Should it be called sex, when only one set of sexual organs are in use? Yes.

Okay, then perhaps, we should call masturbation something else, for example Hand Sex. I’m assuming, but I think most would not qualify “One on none’ or rather, “One on Self’ as sex.

I bring this issue up because I need to know, when does sex stop being sex? In this time of ‘anything’ can pass for sex, when does sex stop being sex?

Where is that proverbial line? The line, which once crossed, not only triggers alarm but may also require group action.

Let’s start from a moral consensus as determined by what is published on the web. The internet provides common people an opportunity to get their message across to a mass audience with relative ease. Given these circumstances, what type of materials are common people choosing to publish and what type of materials are common people paying attention to?

Note, on the web, it’s called Anal Sex. There’s no heading such as Sodomy or Buggery. It’s either Anal Sex or Anal Action, also Reamed, Plugged, Torn and Ripped.

On the internet, without even trying, it’s easy to happen upon photos depicting a variety of objects being inserted into the anus, for example; bottles, candles, vegetables and even animals. By far, the most frightening for me, was a human fist.

I will use my reactions as a starting point in the following hypothetical situations. If, I were at a party and I accidentally opened the wrong door and interrupted two people engaged in Fisting. What would I do?

I would immediately excuse myself and slam the door shut. I would run away and tell the first person I came across. I think, it would probably end there. Definitely, I would have wild thoughts for days, as the mental shock diffused throughout my mind.

On the other hand, if I were at a party and I accidentally opened the wrong door and interrupted two people engaged in Heading, I think, I would scream, or at least gasp very loudly. I would not apologize that’s for sure, or maybe I would. I don’t know. Most likely, I would scream in shock, then yell for help. I would run away and come back with some big burly guy, and shout, “Stop them, stop them!”

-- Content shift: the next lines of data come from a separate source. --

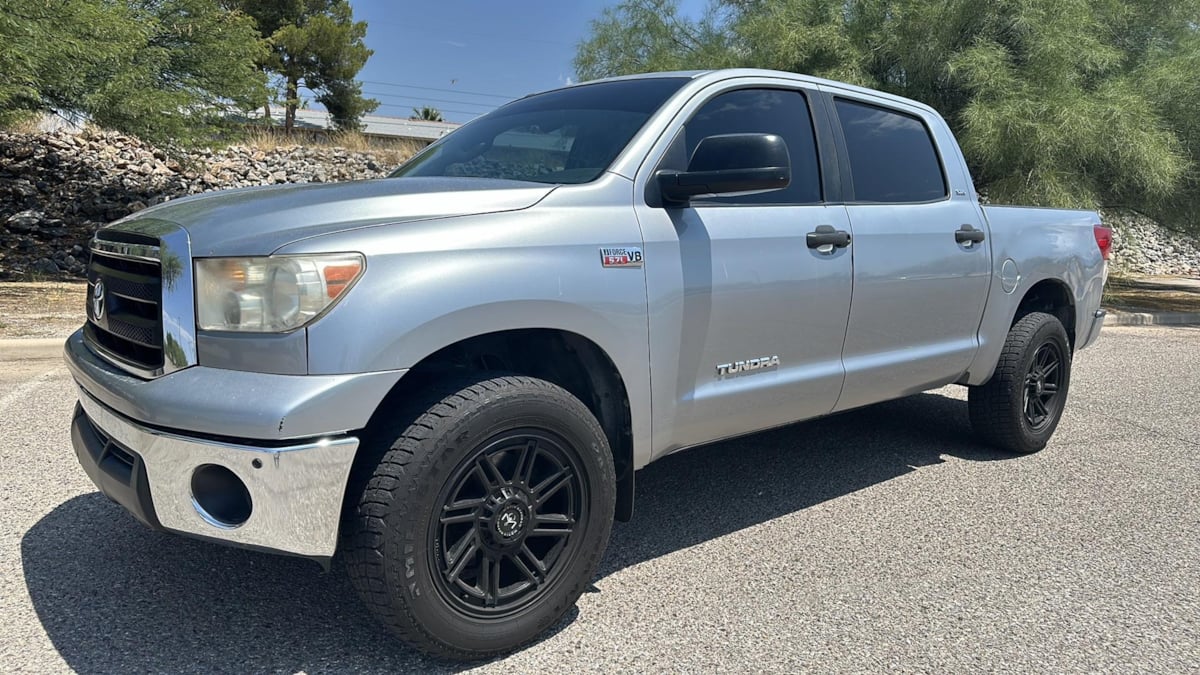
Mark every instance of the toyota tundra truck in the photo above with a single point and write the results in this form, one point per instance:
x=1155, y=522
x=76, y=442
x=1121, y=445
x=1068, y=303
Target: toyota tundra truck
x=449, y=377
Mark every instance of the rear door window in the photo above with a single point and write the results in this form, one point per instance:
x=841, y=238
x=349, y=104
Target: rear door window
x=892, y=155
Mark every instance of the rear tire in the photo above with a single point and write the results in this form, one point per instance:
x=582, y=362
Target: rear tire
x=485, y=517
x=1019, y=408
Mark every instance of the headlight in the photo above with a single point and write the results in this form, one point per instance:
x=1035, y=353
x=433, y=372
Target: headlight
x=273, y=294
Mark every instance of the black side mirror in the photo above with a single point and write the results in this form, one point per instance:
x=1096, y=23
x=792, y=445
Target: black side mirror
x=729, y=163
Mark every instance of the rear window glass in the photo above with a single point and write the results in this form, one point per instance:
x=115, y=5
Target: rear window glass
x=892, y=156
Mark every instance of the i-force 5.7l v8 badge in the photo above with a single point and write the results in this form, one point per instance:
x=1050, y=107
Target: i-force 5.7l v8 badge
x=622, y=256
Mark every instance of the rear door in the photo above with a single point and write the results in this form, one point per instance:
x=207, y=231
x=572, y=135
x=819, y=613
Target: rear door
x=919, y=284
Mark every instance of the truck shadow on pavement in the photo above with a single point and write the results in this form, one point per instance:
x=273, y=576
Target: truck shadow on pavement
x=117, y=597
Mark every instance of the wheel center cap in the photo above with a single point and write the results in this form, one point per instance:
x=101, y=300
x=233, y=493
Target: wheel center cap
x=510, y=521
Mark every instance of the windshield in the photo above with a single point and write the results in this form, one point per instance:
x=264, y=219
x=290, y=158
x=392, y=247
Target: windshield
x=568, y=136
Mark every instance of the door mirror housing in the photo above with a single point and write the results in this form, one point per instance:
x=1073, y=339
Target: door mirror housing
x=726, y=165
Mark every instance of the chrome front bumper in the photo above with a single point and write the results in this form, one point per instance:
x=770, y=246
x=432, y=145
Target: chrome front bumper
x=295, y=490
x=289, y=440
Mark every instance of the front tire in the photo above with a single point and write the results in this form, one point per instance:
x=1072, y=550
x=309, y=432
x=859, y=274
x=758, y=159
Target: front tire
x=1019, y=408
x=485, y=517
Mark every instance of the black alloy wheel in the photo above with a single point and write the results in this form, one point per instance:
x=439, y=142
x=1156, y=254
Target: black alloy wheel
x=507, y=524
x=479, y=509
x=1042, y=386
x=1019, y=408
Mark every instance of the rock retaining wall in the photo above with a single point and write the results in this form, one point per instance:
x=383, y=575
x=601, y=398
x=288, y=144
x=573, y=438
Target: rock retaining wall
x=57, y=189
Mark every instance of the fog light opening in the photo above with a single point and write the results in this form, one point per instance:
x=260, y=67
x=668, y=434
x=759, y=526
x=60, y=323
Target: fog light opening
x=220, y=496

What I want to know is, where is that line? What is that proverbial appendage that breaks the camel’s back, so to speak? At what point, will I attempt to regulate another person’s conduct and enforce my own personal moral discretion as the norm?

Well, it can’t be the hand, since Fisting is an actual category in the lexicon of sex and sexy behavior. I would be considered an ogre.

Heading, as illustrated above, would definitely provoke reaction from me. That’s way over the line. So in the middle somewhere, there’s an appendage. A part of the body, which once inserted into the anus, transforms this sex act to something beyond the pale of acceptable sexy behavior.

Would it be the Elbows, the Knees, maybe the Foot? Yes, it may be the foot. If, I were to interrupt two people engaged in Footing, I would be treading ambiguous territory. I would gasp and slam the door shut, then stand there wondering what to do.

If I were to stop them, would I be oppressing love, a love you can’t find every day, the love between the foot and the anus?

If I were to walk away, would I be wagering anything more than their foot and their ass?

Signed,

Morally Challenged in the land of Savage Love.